(WNDU) - In a world ruled by technology, protecting your children from the uncertainty of the internet can be a challenge. Many parents and teens are in the dark about the dangerous side of technology.
One Indiana mom never could have guessed her daughter would become the next victim of human trafficking.
She describes what can happen when the wrong people are allowed into your home. Not physically letting strangers through your doors, rather, giving them access to your personal space in ways you cannot control.
“Those parameters of where we used to be able to allow who we wanted in our home. That's gone because of the internet,” said Crista Miller, whose daughter became a victim of human trafficking.
Crista Miller stands before an auditorium of parents and teens at Tippecanoe Valley High School, warning them about what she and her teenage daughter experienced.
“We were told that 48 hours was the optimal time to find her, and we found her in 38 hours. We were very lucky. But I have never felt so alone, so helpless and so desperate,” said Miller.
After battling depression and trying to take her life, last year, Crista's daughter ran away from home.
She ended up a victim of human trafficking.
“Our child ran away with some friends, ended up leaving the friends and walking away to a McDonald’s and just reached out to anybody in her snapchat group,” said Miller.
Crista says a man who her daughter never met, but was a “friend of a friend” reached out and said he would pick her up.
“Still to this day said that her intentions were for him to take her to school and he did not. He took her to an apartment with a table and a mattress, and that was all there was in that apartment when they found her. And the three men that were there with her, of course, that had no intentions of doing anything nice to her,” said Miller.
With help from authorities and two teenagers, Crista's daughter was found at that apartment, located within two miles of their Fort Wayne home.
“The best way I can describe it, and this is really what I tell everyone, is that if you walked out of a burning building, would you let someone else walk in? No, you wouldn't,” said Miller.
At Tippecanoe Valley High, the community is no stranger to loss.
“We experienced three student suicides in a single school year and there were some suicides in the community as well. At that point our community was hurting really bad,” said Brett Boggs, superintendent, Tippecanoe Valley School Corporation.
The school corporation began a Mental Health Task Force, focusing on awareness and training.
“I think our kids here now know that when they hear somebody talking about suicide or they say something that maybe leads them to believe that they're going to hurt themselves, or even thinking about that, it's okay to let somebody know, you need to let somebody know,” said Boggs.
“My biggest advice to all parents is to have grace with your children. Because some kids get in over their heads and the worst possible thing that could happen is they run away and get into the hands of the wrong people or they commit suicide, because they don't know how to handle it themselves. Be a parent of grace,” said Miller.
Now, Crista and an FBI special agent travel Northern Indiana to share her story, hoping to prevent other teens from falling victim to the dangers of technology.

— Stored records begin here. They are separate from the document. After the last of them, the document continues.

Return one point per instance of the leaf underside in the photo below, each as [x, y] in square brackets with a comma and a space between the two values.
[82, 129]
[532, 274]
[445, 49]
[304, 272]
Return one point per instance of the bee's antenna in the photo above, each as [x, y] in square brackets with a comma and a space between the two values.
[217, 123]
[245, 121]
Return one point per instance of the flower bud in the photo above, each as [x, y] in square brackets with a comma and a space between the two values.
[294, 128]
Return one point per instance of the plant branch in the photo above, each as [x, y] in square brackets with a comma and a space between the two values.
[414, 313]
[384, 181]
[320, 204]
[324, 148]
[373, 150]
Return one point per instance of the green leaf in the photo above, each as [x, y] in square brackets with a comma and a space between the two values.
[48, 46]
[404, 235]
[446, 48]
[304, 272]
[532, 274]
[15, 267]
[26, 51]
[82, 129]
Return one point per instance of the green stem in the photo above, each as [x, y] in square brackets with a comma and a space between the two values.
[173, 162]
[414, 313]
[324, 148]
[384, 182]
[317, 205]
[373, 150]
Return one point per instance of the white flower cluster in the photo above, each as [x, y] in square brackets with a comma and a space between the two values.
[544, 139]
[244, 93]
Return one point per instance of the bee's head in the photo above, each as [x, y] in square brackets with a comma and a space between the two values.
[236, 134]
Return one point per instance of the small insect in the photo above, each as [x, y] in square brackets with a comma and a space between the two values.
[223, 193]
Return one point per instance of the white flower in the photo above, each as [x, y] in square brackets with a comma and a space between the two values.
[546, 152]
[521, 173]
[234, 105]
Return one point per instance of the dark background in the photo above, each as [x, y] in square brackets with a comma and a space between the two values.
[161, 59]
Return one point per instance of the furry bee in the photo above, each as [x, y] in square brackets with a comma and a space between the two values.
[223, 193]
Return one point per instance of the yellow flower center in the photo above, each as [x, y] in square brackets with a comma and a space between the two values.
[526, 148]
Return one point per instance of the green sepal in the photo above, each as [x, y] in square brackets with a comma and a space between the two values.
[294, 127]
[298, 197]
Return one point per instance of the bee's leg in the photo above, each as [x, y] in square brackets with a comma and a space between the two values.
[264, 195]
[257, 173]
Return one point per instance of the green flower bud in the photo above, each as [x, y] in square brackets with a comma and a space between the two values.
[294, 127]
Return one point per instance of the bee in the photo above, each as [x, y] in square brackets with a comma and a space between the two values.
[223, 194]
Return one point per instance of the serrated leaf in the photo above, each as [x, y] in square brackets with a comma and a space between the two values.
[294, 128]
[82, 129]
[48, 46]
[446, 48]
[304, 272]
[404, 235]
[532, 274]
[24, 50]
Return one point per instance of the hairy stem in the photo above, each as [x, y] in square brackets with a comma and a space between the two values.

The FBI agent who spoke at this lecture could not be filmed since he does undercover work to catch sexual predators, but he warned of cell phone vault apps that all parents should know about.
They have the sole purpose of hiding information.
Perhaps it's disguised as a calculator and acts as one too; however, it also transforms into a storage locker for pictures, videos and notes your teens don't want you to know they have.
In regard to her daughter’s discovery, Crista says because the case is still under investigation, she’s been advised not to discuss any matters involving it.
Additionally, her daughter is still a minor. She was only 15 years old at the time of this incident, all the more reason to keep details of the case close to the vest.